Empuja suavemente la puerta. Por precaución, se mantiene oculto tras el tabique, junto al marco, de modo que a duras penas puede ver el diminuto vestíbulo que da comienzo a un pasillo con más mugre aún que el portal. Asoma la cabeza despacio y mira al interior. El tufo a humedad, que evidencia que nadie ha entrado allí desde hace mucho, no logra tranquilizarle tanto como el contacto de su mano con la culata de la pistola. Cae en la cuenta de que no ha comprobado ni la munición ni el estado del arma. Al menos la irritación que empieza a sentir contra sí mismo disminuye la intensidad de su desasosiego.

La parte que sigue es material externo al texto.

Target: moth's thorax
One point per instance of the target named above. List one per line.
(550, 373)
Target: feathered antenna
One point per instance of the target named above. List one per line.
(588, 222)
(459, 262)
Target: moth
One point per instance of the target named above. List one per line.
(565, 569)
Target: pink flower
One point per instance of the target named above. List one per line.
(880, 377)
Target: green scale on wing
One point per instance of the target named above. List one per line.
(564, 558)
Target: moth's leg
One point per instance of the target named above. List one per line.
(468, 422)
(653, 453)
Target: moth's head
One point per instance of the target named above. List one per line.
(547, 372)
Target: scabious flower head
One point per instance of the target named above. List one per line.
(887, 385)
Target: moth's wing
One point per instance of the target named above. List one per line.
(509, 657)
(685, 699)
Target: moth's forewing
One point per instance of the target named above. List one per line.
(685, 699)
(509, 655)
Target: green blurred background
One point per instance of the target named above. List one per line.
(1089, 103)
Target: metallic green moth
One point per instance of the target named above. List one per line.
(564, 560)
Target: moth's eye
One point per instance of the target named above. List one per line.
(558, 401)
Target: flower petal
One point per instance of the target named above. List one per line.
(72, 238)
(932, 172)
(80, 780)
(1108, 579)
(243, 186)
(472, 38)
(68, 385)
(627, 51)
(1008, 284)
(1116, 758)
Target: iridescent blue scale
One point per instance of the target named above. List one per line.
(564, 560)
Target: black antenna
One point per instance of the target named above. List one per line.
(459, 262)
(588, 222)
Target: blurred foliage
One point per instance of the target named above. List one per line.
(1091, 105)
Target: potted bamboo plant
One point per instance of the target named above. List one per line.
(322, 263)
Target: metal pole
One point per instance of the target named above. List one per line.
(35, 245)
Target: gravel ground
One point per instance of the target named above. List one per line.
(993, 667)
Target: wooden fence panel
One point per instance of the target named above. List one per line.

Avanza despacio, sin cerrar la puerta, asegurándose una vía de escape en caso de necesidad. Nota sus propios latidos, tan fuertes que le hacen daño en los oídos. El corredor termina en dos puertas: la de la izquierda está abierta; la de enfrente, cerrada. El polvo del suelo chirría bajo la presión de las suelas de sus zapatos. Alcanza la de la izquierda e inclina la cabeza para divisar un descansillo que separa el cuarto de baño de la única habitación de la casa. Nadie. Vuelve al pasillo principal. La puerta cerrada es de madera vieja, rematada por un gran cristal traslúcido y ámbar. Al abrirla, las bisagras emiten un lastimero gruñido. El resplandor del pasillo revela los escasos muebles de aquel saloncito con cocina americana, proyectando tras ellos raquíticas sombras que languidecen como si rehuyeran su presencia. Una mesa cuadrada, dos sillas, un sofá y una ventana cerrada, igual que la persiana. Aguarda unos instantes en medio de las sombras, sin moverse. Con la sensación de estar invadiendo el que fuera el hogar de alguien en el pasado. Uno de esos lugares que deben dejarse en el recuerdo y no regresar a ellos jamás, pues nunca se parecerán a lo que fueron. Se mantiene así unos minutos hasta aceptar que, de cualquier manera, aquella será su morada durante un tiempo que espera resulte breve.

Deja caer su mochila en el sofá. La abre y expone su contenido sobre la mesa: dos mudas, un viejo traje, dos camisas desgastadas, otro pantalón y un par de zapatos que una vez fueron elegantes. A ello hay que añadir un ordenador portátil y la bolsa con la frugal cena. Se acerca hasta la ventana y abre la persiana sin encender la luz. Comprueba que no encaja bien. Está rota. El brillo cetrino de la noche se refleja en el papel de aluminio que deja al descubierto el principio de un bocadillo. Voces alegres ascienden desde las entrañas de los callejones, y al ir a comerlo se acuerda de algo que deja en el aire el mordisco. Saca la pistola y el silenciador y los coloca en la mesa, apartados del resto de cosas. Se queda contemplando sus formas recortadas bajo la débil luz y rememora las palabras de Elvis en el Maldivo: dos clases de hijos de puta. Y en esas dos siluetas negras reposa su esperanza de que en pocas horas ganará mucho dinero por volver a serlo.